Direktur Jenderal Penguatan Riset dan Pengembangan Kemenristekdikti, Mohammad Dimyati mengatakan, data saat ini menunjukkan jumlah publikasi internasional Indonesia sudah menjadi juara se-ASEAN. Dia mengatakan, jumlah publikasi internasional Indonesia yang terindeks Scopus saat ini sebanyak 32.975. Dengan jumlah ini Indonesia bisa melampaui Malaysia yang sebelumnya memuncaki posisi ASEAN dengan selisih hanya tiga publikasi dengan Indonesia yakni 32.972 publikasi.
"Sekarang ini sampai pada 32.975. Dia (Malaysia-red) 32.972. Kalau sekarang kita sudah mulai juara ASEAN walau selisihnya baru tiga paper,” kata Dimyati saat menghadiri acara Industrial Technology Development (ITD) Expo 2019 di Jakarta, Rabu 24 Juli 2019.
Dimyati mengatakan, saat ini target menjadi terbanyak di ASEAN tercapai. Meski begitu, pemerintah pun akan terus mengejar kuantitas agar mampu menjadi tertinggi di Asia. Menurut dia, potensi untuk mengejar target itu sangat tinggi. Apalagi saat ini, kata dia, ada 100.000 lebih potensi peneliti Indonesia yang bisa membuat publikasi, baik untuk tingkat nasional maupun internasional.

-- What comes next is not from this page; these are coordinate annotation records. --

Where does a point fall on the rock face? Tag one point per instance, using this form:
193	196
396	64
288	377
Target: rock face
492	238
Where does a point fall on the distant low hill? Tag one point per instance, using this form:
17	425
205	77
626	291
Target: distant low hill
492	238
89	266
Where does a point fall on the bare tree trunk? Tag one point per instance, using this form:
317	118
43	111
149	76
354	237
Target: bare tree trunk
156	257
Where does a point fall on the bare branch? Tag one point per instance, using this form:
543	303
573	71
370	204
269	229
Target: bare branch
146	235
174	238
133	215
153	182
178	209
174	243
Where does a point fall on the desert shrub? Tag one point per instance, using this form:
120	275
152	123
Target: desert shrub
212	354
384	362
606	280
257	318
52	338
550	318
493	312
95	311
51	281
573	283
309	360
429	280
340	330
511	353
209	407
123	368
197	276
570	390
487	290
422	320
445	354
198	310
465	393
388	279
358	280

Dimyati menjelaskan, jika Indonesia mampu menunjukkan keunggulan di bidang publikasi internasional maka pekerjaan rumah yang paling berat selanjutnya adalah menuju implementasi hasil penelitian sehingga bisa dikomersialkan di dunia industry.
Menurut dia, adanya hilirisasi hasil teknologi menuju komersialisasi maka akan menghasilkan banyak manfaat yang bisa dirasakan. Di antaranya produk-produk baru yang muncul yang akan meningkatkan produktivitas industri.